Beginning in 1971, Historical Architect Orville W. Carroll worked closely with the archeological team and maintained contact with Historian Luzader as the work progressed. His report is a synthesis of his own investigation of written and graphic sources and information provided by the other disciplines. The results of his work and his recommendations are presented in the text and drawings of the architectural data section.
After the professional reports are submitted and analyzed, the area superintendent or regional director completes the report by adding its administrative data section. This brief section states the significance of the structure, its Order of Significance as recorded in the Service's List of Classified Structures, and its proposed treatment. The section also outlines any cooperative agreements, legislation, or documents having a bearing on the use of the structure. In short, the administrative data section is an administrative summary of the professional reports and recommends action for preservation, restoration, or reconstruction.
After the proposed treatment is determined and funds to support it are available, a historical architect prepares needed working drawings and specifications and work can begin. The project should close with the preparation of a historic structure preservation guide to direct site managers in the structure's care and maintenance.
Reconstruction of Fort Stanwix alone would be insufficient to make it meaningful to most visitors.

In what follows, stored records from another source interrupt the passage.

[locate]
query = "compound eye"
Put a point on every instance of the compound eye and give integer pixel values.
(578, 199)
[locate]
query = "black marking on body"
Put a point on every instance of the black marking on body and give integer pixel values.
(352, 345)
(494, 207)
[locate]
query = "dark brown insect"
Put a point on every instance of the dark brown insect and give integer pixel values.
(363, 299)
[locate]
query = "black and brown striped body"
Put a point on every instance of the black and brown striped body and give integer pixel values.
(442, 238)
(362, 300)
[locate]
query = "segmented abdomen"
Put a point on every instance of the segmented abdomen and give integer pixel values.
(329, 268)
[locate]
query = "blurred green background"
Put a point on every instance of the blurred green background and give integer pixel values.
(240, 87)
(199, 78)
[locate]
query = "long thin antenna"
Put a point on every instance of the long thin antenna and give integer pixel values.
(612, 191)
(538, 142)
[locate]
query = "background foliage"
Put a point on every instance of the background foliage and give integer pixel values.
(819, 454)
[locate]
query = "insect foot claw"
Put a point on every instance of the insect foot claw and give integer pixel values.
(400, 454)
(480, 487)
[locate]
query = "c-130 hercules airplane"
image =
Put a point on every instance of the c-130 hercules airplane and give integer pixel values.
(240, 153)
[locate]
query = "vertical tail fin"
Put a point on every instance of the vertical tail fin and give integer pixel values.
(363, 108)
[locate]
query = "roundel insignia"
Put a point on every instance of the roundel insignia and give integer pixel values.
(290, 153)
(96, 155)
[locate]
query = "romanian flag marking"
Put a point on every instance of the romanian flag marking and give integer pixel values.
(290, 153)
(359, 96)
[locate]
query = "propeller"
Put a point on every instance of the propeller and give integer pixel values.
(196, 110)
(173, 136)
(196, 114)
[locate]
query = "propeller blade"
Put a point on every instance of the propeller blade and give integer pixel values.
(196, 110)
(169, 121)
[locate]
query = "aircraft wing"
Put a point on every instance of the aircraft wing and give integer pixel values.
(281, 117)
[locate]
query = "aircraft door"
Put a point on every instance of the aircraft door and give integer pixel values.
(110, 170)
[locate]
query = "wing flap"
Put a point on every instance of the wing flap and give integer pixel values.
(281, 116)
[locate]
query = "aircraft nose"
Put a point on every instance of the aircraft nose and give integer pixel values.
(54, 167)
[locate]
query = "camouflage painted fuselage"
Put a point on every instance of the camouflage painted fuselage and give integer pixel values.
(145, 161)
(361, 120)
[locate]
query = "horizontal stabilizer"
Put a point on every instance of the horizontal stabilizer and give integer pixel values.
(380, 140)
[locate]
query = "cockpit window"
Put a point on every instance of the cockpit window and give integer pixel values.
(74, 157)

Furnishings are needed. The initial step in providing such furnishings is the historic furnishings study, gathering and presenting pertinent evidence on the contents of a structure in its historic period. (Furnishings at Fort Stanwix include its armament and military equipment.) This study is usually prepared by a historian or curator. When data on the furnishings of a specific structure are not available he seeks comparable data from similar structures. Historian Louis Torres prepared the Fort Stanwix furnishings study in 1974. His study, though not a section of the historic structure report, is included as a fitting companion to the other sections.
This publication is presented less for its information on Fort Stanwix than for the process of restoration directed research within the National Park Service that it illustrates. Each section appears here as an entity as it was prepared by its author. Thus, though there is some duplication in texts and illustrations, this juxtaposition makes the role of the individual reports and their continuity readily apparent. We hope that others committed to the vital but difficult task of preserving this Nation's heritage will find it useful.

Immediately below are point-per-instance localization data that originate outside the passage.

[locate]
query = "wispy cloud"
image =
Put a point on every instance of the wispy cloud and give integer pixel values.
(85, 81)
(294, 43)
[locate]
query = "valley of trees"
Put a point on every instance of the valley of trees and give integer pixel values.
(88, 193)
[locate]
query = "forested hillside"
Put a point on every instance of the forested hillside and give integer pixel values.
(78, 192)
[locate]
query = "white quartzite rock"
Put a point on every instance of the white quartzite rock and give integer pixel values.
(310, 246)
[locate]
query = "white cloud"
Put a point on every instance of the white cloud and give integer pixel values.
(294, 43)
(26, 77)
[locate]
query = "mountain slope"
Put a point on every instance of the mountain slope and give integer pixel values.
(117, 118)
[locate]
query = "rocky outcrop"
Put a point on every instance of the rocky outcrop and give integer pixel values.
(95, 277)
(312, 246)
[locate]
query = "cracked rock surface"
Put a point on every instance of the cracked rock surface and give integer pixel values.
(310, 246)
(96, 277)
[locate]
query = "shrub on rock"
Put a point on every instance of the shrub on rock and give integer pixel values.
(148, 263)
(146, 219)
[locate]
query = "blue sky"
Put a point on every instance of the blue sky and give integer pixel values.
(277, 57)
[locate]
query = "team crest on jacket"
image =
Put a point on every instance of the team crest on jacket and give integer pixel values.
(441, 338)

Fort Stanwix National Monument was authorized by an Act of Congress approved August 21, 1935 (49 Stat. 665). A master plan for the monument approved on March 14, 1967 recommended that it include 18-acres of the historic fort site and that events that had taken place there be interpreted through a reconstruction of the 1777 fort.
When completed the reconstructed fort will be proposed for listing on the List of Classified Structures as a structure of the First Order of Significance.
The site contains 16.2 acres. Apart from easements given to local utilities for lines which traverse the monument, there are no formal cooperative agreements governing its administration.